Limitations of Large Language Models in Clinical Problem-Solving Arising from Inflexible Reasoning
Jonathan Kim, Anna Podlasek, Kie Shidara, Feng Liu, Ahmed Alaa, Danilo Bernardo
TL;DR
This work introduces the Medical Abstraction and Reasoning Corpus (M-ARC), an adversarial benchmark designed to elicit inflexible, Einstellung-like reasoning in large language models (LLMs) for clinical problem-solving. By comparing LLMs to physicians across 100 long-tail, USMLE-like questions that include open-ended and data-seeking elements, the study reveals widespread underperformance and hallucinations among state-of-the-art models, with only modest gains for the largest systems.
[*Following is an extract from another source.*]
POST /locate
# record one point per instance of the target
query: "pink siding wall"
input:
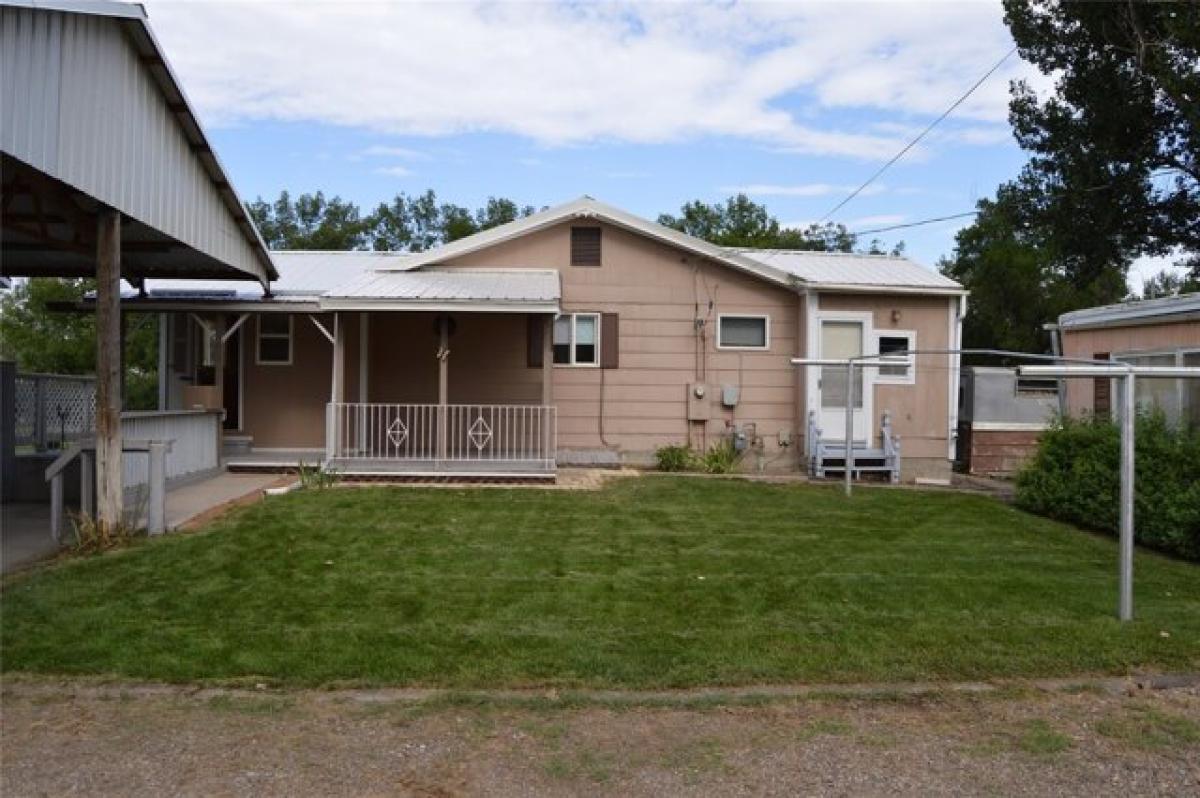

Uncertainty analyses further show that LLMs are frequently overconfident despite limited accuracy, highlighting safety concerns for clinical use. The findings argue for cautious deployment, selective prediction strategies, and the need for rigorous benchmarks that stress generalization and reasoning flexibility in medical AI.
Abstract
Large Language Models (LLMs) have attained human-level accuracy on medical question-answer (QA) benchmarks. However, their limitations in navigating open-ended clinical scenarios have recently been shown, raising concerns about the robustness and generalizability of LLM reasoning across diverse, real-world medical tasks. To probe potential LLM failure modes in clinical problem-solving, we present the medical abstraction and reasoning corpus (M-ARC). M-ARC assesses clinical reasoning through scenarios designed to exploit the Einstellung effect -- the fixation of thought arising from prior experience, targeting LLM inductive biases toward inflexible pattern matching from their training data rather than engaging in flexible reasoning. We find that LLMs, including current state-of-the-art o1 and Gemini models, perform poorly compared to physicians on M-ARC, often demonstrating lack of commonsense medical reasoning and a propensity to hallucinate. In addition, uncertainty estimation analyses indicate that LLMs exhibit overconfidence in their answers, despite their limited accuracy. The failure modes revealed by M-ARC in LLM medical reasoning underscore the need to exercise caution when deploying these models in clinical settings.